Il parasole frontale Contrejour misura 130x70 cm, copre l'intero parabrezza di una berlina media o di un SUV compatto, e la superficie in alluminio riflette la radiazione solare prima che entri nell'abitacolo. Non la elimina, chiaro. Ma la differenza di temperatura all'interno, con il parasole montato, è concreta: il volante torna toccabile, i sedili in pelle non bruciano le gambe.
Come si usa davvero
La mattina lo apri, lo appoggi contro il parabrezza dall'interno, gli aggasci i visori sul bordo superiore. Trenta secondi, forse quaranta se sei alle prime volte. Quando esci, lo ripiegi seguendo le pieghe già segnate: torna piatto, finisce sul sedile posteriore o nel bagagliaio.

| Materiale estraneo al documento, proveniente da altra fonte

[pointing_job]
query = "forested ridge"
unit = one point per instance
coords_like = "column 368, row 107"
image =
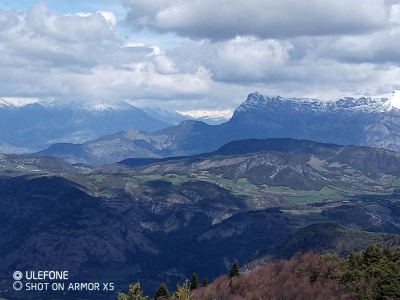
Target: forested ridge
column 372, row 274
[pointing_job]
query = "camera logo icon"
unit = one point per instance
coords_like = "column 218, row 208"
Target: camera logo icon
column 18, row 285
column 17, row 275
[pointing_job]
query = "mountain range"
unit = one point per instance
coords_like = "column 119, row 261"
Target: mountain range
column 35, row 126
column 161, row 219
column 364, row 121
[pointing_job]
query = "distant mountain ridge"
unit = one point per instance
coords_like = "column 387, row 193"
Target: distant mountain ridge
column 34, row 126
column 365, row 121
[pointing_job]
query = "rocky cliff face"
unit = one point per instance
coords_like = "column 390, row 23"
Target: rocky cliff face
column 348, row 121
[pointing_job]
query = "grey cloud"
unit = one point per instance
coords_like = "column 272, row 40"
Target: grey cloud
column 226, row 19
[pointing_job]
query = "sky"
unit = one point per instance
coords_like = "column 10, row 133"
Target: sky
column 198, row 56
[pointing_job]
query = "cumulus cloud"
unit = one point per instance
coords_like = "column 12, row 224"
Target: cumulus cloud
column 79, row 56
column 226, row 19
column 317, row 48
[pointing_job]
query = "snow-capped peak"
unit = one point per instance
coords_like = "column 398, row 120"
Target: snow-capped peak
column 256, row 101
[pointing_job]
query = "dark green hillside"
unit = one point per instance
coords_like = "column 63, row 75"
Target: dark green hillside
column 324, row 238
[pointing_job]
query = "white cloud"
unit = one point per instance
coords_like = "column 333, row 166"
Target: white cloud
column 351, row 48
column 226, row 19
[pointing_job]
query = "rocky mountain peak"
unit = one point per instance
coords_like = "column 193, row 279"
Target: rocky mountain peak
column 256, row 102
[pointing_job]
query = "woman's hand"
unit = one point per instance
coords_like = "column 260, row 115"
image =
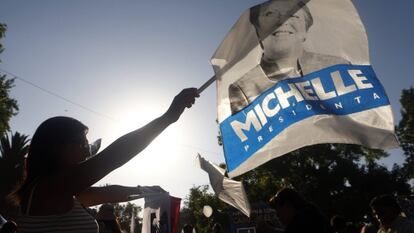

Il limite reale: su auto con parabrezza molto inclinato o molto grande, il parasole non copre tutto fino agli angoli. Funziona bene su geometrie standard, meno su berlina sportiva con lunotto quasi orizzontale.
A 9,80 euro non c'è molto da calcolare. Se parcheggi spesso all'aperto tra giugno e settembre, si ripaga già alla prima volta che eviti di ustionarti con il volante.